Un gruppo di ciclisti ha eseguito per 6 giorni consecutivi un’alimentazione con un apporto di carboidrati quanti bastava a coprire le richieste energetiche, senza un surplus di assunzione. A seguito, il settimo giorno, effettuava un carbo loading per saturare le riserve di glicogeno. Effettuava quindi un test di 100 km con bici da crono e a seguire 1 km all out. I risultativi dimostrano che quando l’atleta effettuava un’alimentazione senza eccessi di carboidrati per 6 giorni seguiti da 1 giorno di carico glucidico migliorava la prestazione di quasi 4 minuti rispetto ad un’alimentazione con un’elevata concentrazione di carboidrati nei 7 giorni.

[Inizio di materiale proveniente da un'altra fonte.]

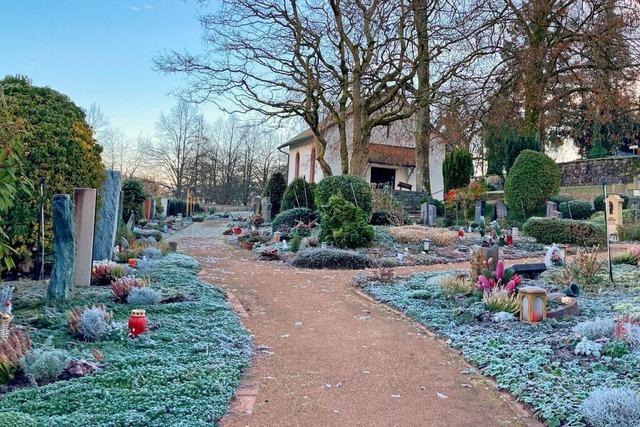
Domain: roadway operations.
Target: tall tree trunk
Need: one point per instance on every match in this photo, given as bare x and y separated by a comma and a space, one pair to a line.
361, 136
423, 114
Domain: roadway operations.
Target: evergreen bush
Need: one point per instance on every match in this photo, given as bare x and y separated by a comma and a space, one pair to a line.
289, 218
274, 190
58, 145
344, 224
299, 194
331, 258
457, 169
354, 189
554, 230
533, 178
576, 209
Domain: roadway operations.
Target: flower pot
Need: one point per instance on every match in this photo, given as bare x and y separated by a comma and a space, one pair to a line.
137, 322
247, 245
5, 324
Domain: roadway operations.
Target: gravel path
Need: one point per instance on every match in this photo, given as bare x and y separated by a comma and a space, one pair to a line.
325, 356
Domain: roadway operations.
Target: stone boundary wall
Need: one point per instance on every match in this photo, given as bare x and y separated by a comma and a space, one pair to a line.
617, 170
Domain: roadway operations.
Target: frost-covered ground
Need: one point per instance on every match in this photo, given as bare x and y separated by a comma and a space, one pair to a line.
535, 363
182, 373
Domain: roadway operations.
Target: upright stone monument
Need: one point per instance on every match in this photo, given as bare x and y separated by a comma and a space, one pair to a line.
64, 247
107, 217
84, 200
501, 210
614, 205
432, 213
479, 211
266, 209
552, 210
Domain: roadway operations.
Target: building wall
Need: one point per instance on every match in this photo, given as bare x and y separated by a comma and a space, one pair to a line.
616, 170
400, 133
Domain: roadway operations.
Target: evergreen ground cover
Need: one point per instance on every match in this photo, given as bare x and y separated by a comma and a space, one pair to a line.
182, 372
535, 363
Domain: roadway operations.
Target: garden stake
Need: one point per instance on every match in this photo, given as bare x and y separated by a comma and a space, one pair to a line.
603, 183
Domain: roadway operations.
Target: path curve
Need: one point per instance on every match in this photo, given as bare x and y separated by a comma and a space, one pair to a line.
326, 356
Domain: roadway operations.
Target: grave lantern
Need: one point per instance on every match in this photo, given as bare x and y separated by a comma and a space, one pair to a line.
532, 302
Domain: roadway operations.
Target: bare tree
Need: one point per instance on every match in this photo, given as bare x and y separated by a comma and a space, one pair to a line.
177, 142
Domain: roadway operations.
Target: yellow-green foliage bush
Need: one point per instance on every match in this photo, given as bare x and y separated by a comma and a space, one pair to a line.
58, 145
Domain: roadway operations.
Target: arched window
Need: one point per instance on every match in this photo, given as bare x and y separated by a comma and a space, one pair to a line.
312, 165
297, 166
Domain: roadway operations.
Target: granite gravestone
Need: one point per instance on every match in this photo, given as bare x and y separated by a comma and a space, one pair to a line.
84, 200
107, 217
64, 247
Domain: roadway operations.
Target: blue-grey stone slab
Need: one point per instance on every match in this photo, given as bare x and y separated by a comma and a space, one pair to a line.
64, 246
107, 217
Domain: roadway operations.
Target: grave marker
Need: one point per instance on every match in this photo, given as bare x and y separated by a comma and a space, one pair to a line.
64, 247
84, 200
107, 217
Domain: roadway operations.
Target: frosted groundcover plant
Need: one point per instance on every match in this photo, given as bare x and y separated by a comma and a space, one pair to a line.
535, 363
183, 373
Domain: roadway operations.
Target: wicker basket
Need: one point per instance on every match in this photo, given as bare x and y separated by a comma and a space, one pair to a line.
5, 324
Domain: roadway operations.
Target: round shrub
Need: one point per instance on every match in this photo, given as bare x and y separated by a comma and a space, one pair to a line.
58, 145
43, 366
457, 169
533, 178
299, 194
330, 258
354, 189
554, 230
288, 219
274, 190
576, 209
345, 225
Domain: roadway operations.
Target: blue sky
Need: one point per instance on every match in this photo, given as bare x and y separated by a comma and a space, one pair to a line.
100, 51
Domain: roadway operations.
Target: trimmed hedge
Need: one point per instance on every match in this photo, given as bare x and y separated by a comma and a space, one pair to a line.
533, 178
554, 230
288, 219
331, 258
275, 189
299, 194
345, 225
354, 189
576, 209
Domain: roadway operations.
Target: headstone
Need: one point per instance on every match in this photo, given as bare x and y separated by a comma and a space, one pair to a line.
164, 202
618, 188
432, 214
552, 210
84, 200
613, 205
479, 211
64, 247
146, 207
424, 213
265, 209
501, 210
107, 217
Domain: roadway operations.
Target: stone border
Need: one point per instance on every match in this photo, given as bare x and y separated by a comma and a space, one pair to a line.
519, 409
244, 398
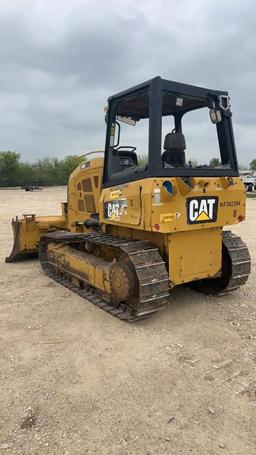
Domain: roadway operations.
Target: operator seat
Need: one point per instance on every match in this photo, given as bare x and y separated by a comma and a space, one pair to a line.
174, 150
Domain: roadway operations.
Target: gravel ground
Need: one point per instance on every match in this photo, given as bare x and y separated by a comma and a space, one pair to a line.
75, 380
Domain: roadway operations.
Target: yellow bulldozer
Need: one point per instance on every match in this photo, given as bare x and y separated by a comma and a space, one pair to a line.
147, 213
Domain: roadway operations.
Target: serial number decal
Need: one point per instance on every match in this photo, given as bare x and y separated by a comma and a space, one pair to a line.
230, 203
202, 209
115, 209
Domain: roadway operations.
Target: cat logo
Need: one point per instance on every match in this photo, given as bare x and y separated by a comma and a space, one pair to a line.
202, 209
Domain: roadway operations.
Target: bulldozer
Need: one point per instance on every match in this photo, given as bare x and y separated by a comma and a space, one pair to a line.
144, 216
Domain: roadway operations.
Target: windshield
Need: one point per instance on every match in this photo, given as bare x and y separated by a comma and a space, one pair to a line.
173, 135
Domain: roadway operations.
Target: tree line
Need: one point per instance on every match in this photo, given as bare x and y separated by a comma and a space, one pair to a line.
51, 171
44, 172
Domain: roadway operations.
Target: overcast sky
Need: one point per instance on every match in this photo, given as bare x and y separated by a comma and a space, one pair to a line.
61, 59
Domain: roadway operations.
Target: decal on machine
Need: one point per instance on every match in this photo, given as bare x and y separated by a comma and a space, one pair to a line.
202, 209
113, 210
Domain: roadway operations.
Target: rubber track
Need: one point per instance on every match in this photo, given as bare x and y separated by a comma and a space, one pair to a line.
240, 261
150, 269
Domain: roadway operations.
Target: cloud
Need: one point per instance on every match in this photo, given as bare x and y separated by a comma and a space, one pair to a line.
61, 60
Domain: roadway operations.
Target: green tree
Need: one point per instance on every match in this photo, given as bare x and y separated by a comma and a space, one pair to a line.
253, 165
9, 168
47, 171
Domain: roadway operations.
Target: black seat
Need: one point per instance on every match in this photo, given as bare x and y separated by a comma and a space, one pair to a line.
174, 149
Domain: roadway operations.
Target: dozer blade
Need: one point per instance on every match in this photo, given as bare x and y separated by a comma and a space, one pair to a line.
27, 233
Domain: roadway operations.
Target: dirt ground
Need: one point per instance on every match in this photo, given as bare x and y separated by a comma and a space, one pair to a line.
75, 380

La metodologia che ha mostrato i migliori risultati, a parità di allenamento, è quella chiamata “Train Low, Race High” che prevede di allenarsi con una scarsa concentrazione di glicogeno ed effettuare nei giorni pre gara un carico di carboidrati (senza il giorno di deplezione).

Questa strategia di “allenamento a tavola” può essere utilizzata anche da chi si allena intensamente e fa anche due sedute quotidiane e per coloro che si allenano ad alto livello; sarebbe opportuno che tale strategia venisse adottata da quegli atleti che contano già esperienza nella disciplina e quindi andrebbe testata solo per brevi periodi dai neofiti.

In questi casi, ad ogni modo, l’integrazione dei grassi diviene fondamentale (vedi sopra per la miglior scelta).

E’ fondamentale, inoltre, che l’allenamento con scarsa disponibilità di glicogeno venga effettuato e ritmo medio-basso o basso.

Il Train Low, race High può essere adottato quotidianamente durante l’intera stagione agonistica ma per coloro che desiderassero testarne gli effetti per un breve periodo è possibile adottare lo schema di seguito costituito da 3 fasi:

1. allenamento a digiuno (la corsa è la disciplina che sembra avere una maggior efficacia) che permette l’esecuzione di di un primo allenamento che determina la riduzione del glicogeno muscolare; a seguire colazione bilanciata senza eccesso di carboidrati, evitando o limitando specialmente quelli con “alto indice glicemico” come pane, fette biscottate, succhi, marmellate, ecc. E spuntino a metà mattina con ad esempio yogurt (se si desidera si può aggiungere una porzione di frutti di bosco e/o avena decorticata);

2. pranzo con l’assunzione a pranzo di cibi e bevande che non contengono carboidrati (o che ne contengono quantità minime) e che, dunque, non permettono la risintesi del glicogeno muscolare (“dieta ipoglicidica”); questa fase è adottabile solo dall’atleta professionista cioè dall’atleta che non ha un coinvolgimento cognitivo tra una seduta e l’altra. Per chi invece deve lavorare (es. in ufficio) consiglio una porzione di proteine magre, una porzione di verdura (no patate, no carote, no barbabietole, no zucca, no legumi…), una fetta di pane e una porzione di frutta (preferire frutti bosco o kiwi o fragole o ciliegie). Eventuale spuntino come mattina per coloro che si allenano nel tardo pomeriggio. Accompagnare il pasto con acqua.

3. Secondo allenamento nel quale già all’inizio si ha una condizione di bassa concentrazione di glicogeno muscolare.

Attenzione.

Solo l’allenamento per la forza muscolare non andrebbe effettuato in situazione di carenza muscolare, poiché agisce su differenti metaboliti.

Inoltre, è fondamentale valutare l’atleta nella sua globalità, considerando anche il benessere quotidiano e l’efficienza energetica per le ulteriori attività, come ad esempio famiglia, lavoro e tono dell’umore.

“Semplicemente”…Train Smart, Race Better!

 

BIBLIO:

Arcelli E. La maratona: allenamento e alimentazione. 1989

Fontana D. Dimagrire di corsa. Ed. Mondadori, 2014.